Quote 1
"It don't signify to you with your brilliant look-out, but as to myself, my guiding-star always is, 'Get hold of portable property.'" (24.41)
Wemmick is all about owning goods that can be moved quickly, so his concept of money is closely tied to mobility. He knows that wealth (in the vague stocks, land, and savings kind of way) can be appropriated and lost, and he doesn't care about having the "right" kind of money in land; he just wants to live comfortably and to be able to keep hold of his wealth.
Quote 2
So imperfect was this realization of the first of my great expectations, that I looked in dismay at Mr. Wemmick. "Ah!" said he, mistaking me; "the retirement reminds you of the country. So it does me." (21.22)
While Barnard's Inn reminds Londoners of the country, it reminds Pip of something altogether very different. Suddenly we don't feel so excited for this new city-living. Anybody know where the Dyson is?
Quote 3
"However, this is not London talk. Where do you think I am going to?" (32.5)

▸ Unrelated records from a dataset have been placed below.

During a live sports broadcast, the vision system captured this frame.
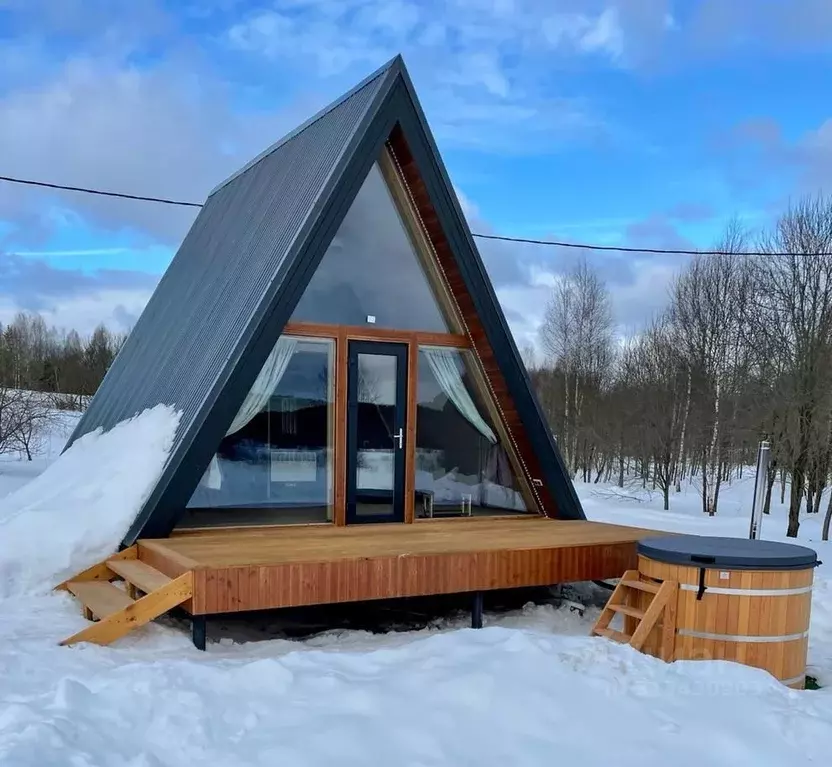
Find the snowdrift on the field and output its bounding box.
[0,405,180,598]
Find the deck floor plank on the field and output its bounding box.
[154,517,656,567]
[139,517,661,615]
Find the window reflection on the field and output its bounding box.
[416,346,526,516]
[292,164,451,333]
[184,336,335,526]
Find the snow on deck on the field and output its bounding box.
[0,430,832,767]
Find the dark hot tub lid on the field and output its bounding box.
[638,535,820,570]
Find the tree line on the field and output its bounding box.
[530,196,832,539]
[0,312,126,460]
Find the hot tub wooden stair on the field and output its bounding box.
[56,546,193,645]
[590,570,678,661]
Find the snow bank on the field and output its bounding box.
[0,405,179,598]
[0,605,832,767]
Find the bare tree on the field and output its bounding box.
[671,221,751,515]
[540,260,614,473]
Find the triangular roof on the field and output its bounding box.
[70,56,584,544]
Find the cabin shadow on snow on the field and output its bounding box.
[164,582,610,647]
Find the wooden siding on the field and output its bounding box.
[139,516,655,614]
[389,126,557,518]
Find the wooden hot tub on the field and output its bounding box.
[638,535,819,689]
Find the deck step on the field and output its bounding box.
[610,605,644,620]
[107,559,171,594]
[621,580,661,594]
[598,629,632,644]
[66,581,133,619]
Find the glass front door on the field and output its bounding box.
[347,341,407,524]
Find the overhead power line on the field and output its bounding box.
[0,171,832,256]
[0,176,202,208]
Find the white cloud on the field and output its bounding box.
[0,290,152,335]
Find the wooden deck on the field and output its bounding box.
[138,517,660,615]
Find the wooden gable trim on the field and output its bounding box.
[387,125,558,518]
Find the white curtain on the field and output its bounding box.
[422,348,497,445]
[203,336,298,490]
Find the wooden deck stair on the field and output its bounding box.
[590,570,679,661]
[56,546,193,645]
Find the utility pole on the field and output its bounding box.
[748,440,771,540]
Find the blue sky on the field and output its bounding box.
[0,0,832,350]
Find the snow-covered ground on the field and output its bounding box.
[0,420,832,767]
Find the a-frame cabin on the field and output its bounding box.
[57,57,656,645]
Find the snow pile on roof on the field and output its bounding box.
[0,405,179,598]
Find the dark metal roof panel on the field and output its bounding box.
[70,65,390,456]
[392,68,586,519]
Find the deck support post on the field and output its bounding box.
[471,591,483,629]
[191,615,208,652]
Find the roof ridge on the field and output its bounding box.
[207,54,403,199]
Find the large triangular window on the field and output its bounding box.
[292,163,458,333]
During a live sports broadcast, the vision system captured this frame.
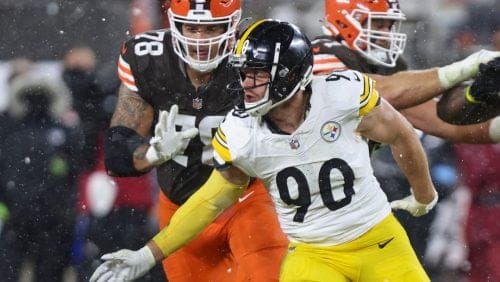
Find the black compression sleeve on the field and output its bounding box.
[104,126,146,176]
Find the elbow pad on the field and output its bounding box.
[104,126,146,177]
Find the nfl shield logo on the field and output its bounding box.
[289,138,300,150]
[320,121,341,142]
[193,98,203,110]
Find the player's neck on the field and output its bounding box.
[269,91,307,134]
[186,65,212,89]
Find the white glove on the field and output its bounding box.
[438,49,500,89]
[146,105,198,165]
[89,246,156,282]
[391,193,438,217]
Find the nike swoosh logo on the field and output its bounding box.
[378,237,394,249]
[238,191,255,203]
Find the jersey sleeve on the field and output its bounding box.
[313,53,347,75]
[359,74,380,116]
[118,40,139,92]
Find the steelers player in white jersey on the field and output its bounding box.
[90,19,437,281]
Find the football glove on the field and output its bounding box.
[466,57,500,104]
[391,193,438,217]
[438,50,500,89]
[146,105,198,165]
[90,246,156,282]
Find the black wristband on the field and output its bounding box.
[104,126,146,176]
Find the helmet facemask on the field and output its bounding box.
[168,10,240,72]
[353,10,406,67]
[228,39,312,116]
[323,0,406,67]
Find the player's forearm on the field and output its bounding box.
[401,100,495,144]
[390,127,435,204]
[152,170,248,257]
[370,68,444,109]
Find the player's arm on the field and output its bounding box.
[437,57,500,124]
[401,100,500,144]
[358,99,437,208]
[104,84,158,176]
[370,50,500,109]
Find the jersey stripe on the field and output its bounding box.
[359,75,380,116]
[212,127,232,162]
[118,56,139,92]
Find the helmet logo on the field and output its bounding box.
[220,0,233,7]
[320,121,340,143]
[387,0,400,10]
[278,67,290,77]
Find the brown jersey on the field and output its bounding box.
[118,29,238,204]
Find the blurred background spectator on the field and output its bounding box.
[0,64,83,281]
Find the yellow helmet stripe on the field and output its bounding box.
[234,19,267,55]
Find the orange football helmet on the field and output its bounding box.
[168,0,241,72]
[323,0,406,67]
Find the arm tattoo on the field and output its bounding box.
[111,85,152,134]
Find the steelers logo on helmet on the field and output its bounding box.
[322,0,406,67]
[229,19,313,116]
[320,120,341,143]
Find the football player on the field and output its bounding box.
[313,0,500,143]
[92,0,288,282]
[90,20,437,281]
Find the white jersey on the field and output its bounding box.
[213,70,390,245]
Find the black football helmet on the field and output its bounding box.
[228,19,313,116]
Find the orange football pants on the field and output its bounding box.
[159,180,288,282]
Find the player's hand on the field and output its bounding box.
[391,193,438,217]
[146,105,198,165]
[468,57,500,104]
[438,50,500,89]
[90,246,156,282]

Wemmick feels so strongly the division and distinction between London and Walworth that he won't even talk about his personal life, almost as if it doesn't even exist. Pip and Wemmick are similar in that each man's home is very different from his life in London. But Pip rejects his home in the name of London, while Wemmick finds a way to make both coexist—by denying that home exists when he's at work, or that work exists while he's at home. Talk about work/live balance.